The causes of lumbar degenerative disc disease depend on many known and theorized factors. Degenerative disc disease is a normal spinal aging process which affects every human to one degree or another as they get older. While the name of the condition makes it sound like a terrible thing to endure, the facts about degenerative disc disease are actually quite the opposite. First of all, DDD is not a disease. In fact, it is not even inherently pathological. Second, DDD is universal, affecting all of us. Last and most importantly, DDD is not troublesome or symptomatic in the overwhelming majority of diagnosed cases.
This article will detail the reasons why DDD exists in the lower back, as well as provide some facts that many be unknown to diagnosed patients.
The first cause of DDD is genetic predisposition. Some people are simply genetically programmed to endure more degeneration of the intervertebral structures than others. This is why it is so common for many generations to have identically diagnosed lower back pain syndromes.
Lifestyle factors also come into play, including the athletic requirements people impose upon their lumbar spines and the type of work they do. All these factors will increase or decrease the demonstrable disc degeneration in the spinal regions significantly.
Smoking and alcohol abuse are both common contributors to prematurely severe disc desiccation.
Severe or repetitive injury to the spine may also worsen existing disc degeneration or may speed up the beginning of the disc desiccation process.
There is no way to prevent the normal degenerative processes from acting on the intervertebral discs in the lumbar spine. However, it is certainly possible to prevent yourself from suffering under the possibly mistaken notion that these processes are the reasons for your back pain.
The nocebo effect of the DDD diagnosis is powerful and explains why so many people suffer an escalation of symptoms once formally diagnosed with degenerative disc disease. I know that my pain got far worse once I realized there was a seemingly problematic disorder with my spine.

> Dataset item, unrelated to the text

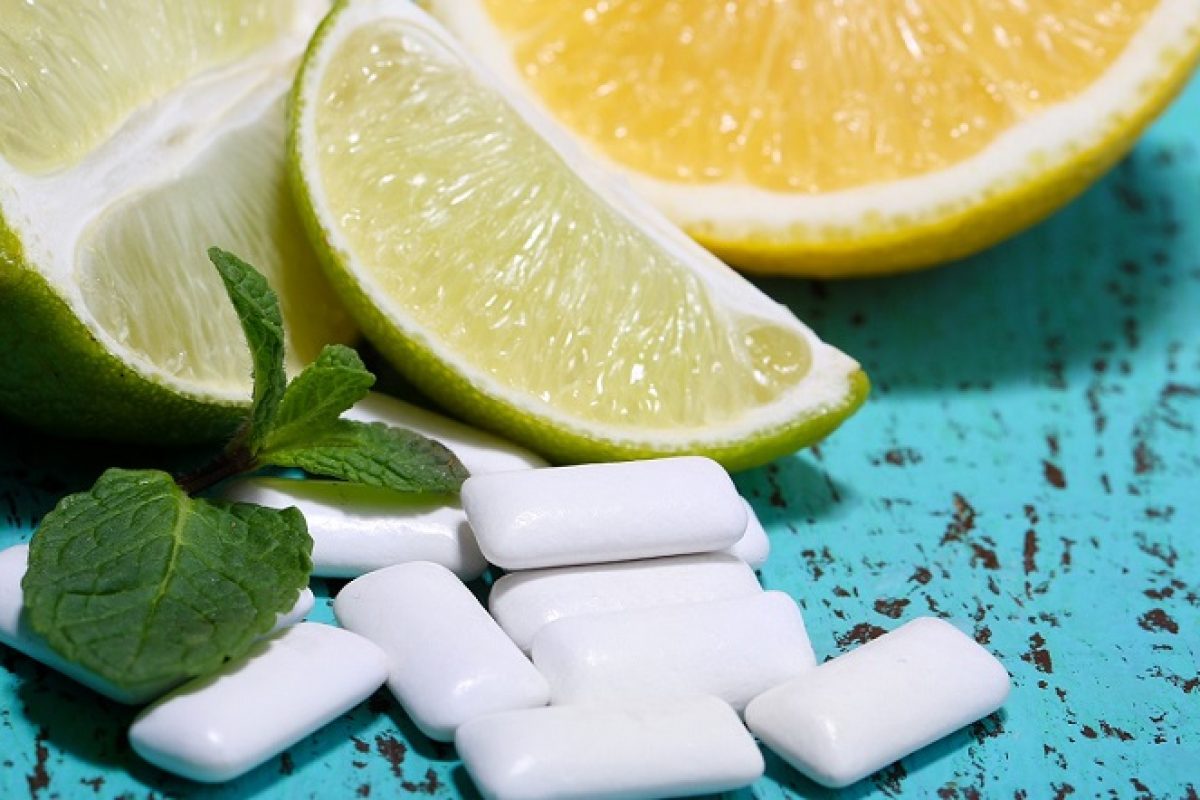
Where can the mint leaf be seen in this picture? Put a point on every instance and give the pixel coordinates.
(373, 453)
(143, 585)
(333, 383)
(258, 311)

It took me decades to learn the truth and break the cycle of pain. I hope that you will not fall victim to the same fate and will be able to separate the facts from the myths of degenerative disc disease much quicker than I did.

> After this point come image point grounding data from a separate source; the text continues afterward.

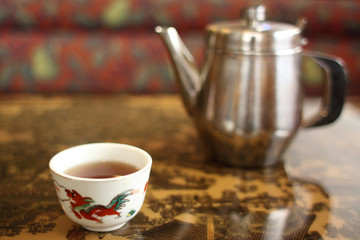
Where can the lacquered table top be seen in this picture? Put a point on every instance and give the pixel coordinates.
(315, 194)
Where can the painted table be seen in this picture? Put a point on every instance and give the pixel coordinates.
(315, 194)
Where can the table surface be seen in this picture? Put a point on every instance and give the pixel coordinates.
(315, 194)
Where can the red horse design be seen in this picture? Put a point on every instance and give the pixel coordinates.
(82, 207)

It must be noted that disc degeneration does indeed facilitate herniations and can contribute to the exacerbation of some other pathological spinal conditions, including osteoarthritis.
Do not get hung up on why you have DDD. It exists because it is normal and we all have it. Many doctors theorize that DDD can be accelerated or worsened through traumatic injury, mostly to support litigious efforts. While this may or may not be so, it is quite irrelevant in most cases. DDD, in virtually all its forms, is not a health issue, source of pain or spinal concern.
Far more important than agonizing over why you have degenerative disc disease is learning the facts of the condition and beating the considerable nocebo effect which escalates symptomatic expression in most diagnosed patients.
There is no avoiding disc desiccation in the lower back or neck. Luckily, research does not show a correlation between the incidence of DDD and the occurrence of back pain or neck pain in the affected areas.